There are other problems in making sense of this trial. Despite having administered a full battery of outcome assessments, investigators really cannot make a good case that they are dealing with clinically significant levels of problems. The authors did not rely on well-validated measures that allow estimates of the extent to which the numbers reported represent clinically significant problems or change. It has not even been determined how one measure in particular, posttraumatic growth, is related to good adaptation as assessed by other measures. Cancer patients’ claims to have grown from the experience have not shown to be accurate—they are most likely due to distorted recollections of what they were like before cancer—and reports of such growth are not necessarily related to better adjustment.
Who is to blame here for a misleading abstract? Inaccuracies in published abstracts reflect not only on the authors, but on the journals and reviewers. I think a case could be made from this abstract to the editor and reviewers were asleep at the wheel and failed to catch some things that were there to be found, even if not necessarily obvious.
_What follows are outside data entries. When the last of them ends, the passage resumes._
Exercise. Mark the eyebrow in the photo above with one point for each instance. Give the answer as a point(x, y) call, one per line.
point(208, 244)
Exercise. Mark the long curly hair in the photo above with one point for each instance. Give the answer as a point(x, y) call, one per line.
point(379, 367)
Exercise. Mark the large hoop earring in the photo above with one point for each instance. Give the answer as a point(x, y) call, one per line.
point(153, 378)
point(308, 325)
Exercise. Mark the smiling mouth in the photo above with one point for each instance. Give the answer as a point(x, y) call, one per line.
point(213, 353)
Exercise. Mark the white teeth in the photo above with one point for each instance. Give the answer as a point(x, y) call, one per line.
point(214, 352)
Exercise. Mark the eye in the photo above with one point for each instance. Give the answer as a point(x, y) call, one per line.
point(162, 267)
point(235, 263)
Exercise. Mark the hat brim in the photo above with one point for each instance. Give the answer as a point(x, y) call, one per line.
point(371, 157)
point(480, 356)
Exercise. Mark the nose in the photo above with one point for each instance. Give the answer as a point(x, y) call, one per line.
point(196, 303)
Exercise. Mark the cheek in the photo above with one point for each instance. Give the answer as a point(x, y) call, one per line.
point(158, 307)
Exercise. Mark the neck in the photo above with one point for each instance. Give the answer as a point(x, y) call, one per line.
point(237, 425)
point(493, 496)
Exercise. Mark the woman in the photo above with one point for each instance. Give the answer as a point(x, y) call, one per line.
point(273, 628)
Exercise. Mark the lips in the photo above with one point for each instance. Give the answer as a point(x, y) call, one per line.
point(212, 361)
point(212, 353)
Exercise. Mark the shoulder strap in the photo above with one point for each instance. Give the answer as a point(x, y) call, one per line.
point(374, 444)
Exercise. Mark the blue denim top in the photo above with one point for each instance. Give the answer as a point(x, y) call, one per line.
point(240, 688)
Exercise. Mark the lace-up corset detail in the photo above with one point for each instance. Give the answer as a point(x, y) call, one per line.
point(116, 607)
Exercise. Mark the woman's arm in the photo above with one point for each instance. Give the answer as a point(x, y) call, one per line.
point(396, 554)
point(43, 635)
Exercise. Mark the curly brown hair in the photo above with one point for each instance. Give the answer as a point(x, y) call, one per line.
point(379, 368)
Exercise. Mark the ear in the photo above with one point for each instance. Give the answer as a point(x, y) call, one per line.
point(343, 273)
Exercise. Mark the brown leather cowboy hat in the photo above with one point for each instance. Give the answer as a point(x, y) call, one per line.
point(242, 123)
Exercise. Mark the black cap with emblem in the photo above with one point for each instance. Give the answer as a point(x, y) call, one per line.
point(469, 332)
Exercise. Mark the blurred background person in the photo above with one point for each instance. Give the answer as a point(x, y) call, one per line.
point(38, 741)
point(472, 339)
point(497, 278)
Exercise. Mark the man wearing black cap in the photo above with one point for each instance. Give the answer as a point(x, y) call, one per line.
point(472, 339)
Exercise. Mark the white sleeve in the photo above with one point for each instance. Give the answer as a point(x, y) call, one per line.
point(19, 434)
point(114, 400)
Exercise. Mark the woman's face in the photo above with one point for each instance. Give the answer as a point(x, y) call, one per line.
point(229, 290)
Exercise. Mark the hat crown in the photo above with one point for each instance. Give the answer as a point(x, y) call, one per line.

Overall, the actual report of the study, unlike the abstract, suggests the intervention is hardly ready to be packaged and disseminated into routine care. If we accept that cancer related problems or fear of progression were actually the primary outcomes of the study, they may have been bad choices because there is a natural tendency of these issues to improve without intervention. At the risk of overgeneralizing, the study suggests there may be considerable difficulties recruiting for couple oriented interventions at the end of cancer care or immediately afterwards. The problem could be with couples not being able to accommodate the burden of additional visits after the woman has just finished cancer treatment or it may be that many couples remain unconvinced that cancer is a couples issue they are handling badly. Regardless, researchers considering couples intervention would do well to do some basic patient-oriented pilot work in which they determine levels of interest, what kind of couples are interested, and what intensity of intervention couples are willing and able to accommodate in their lives.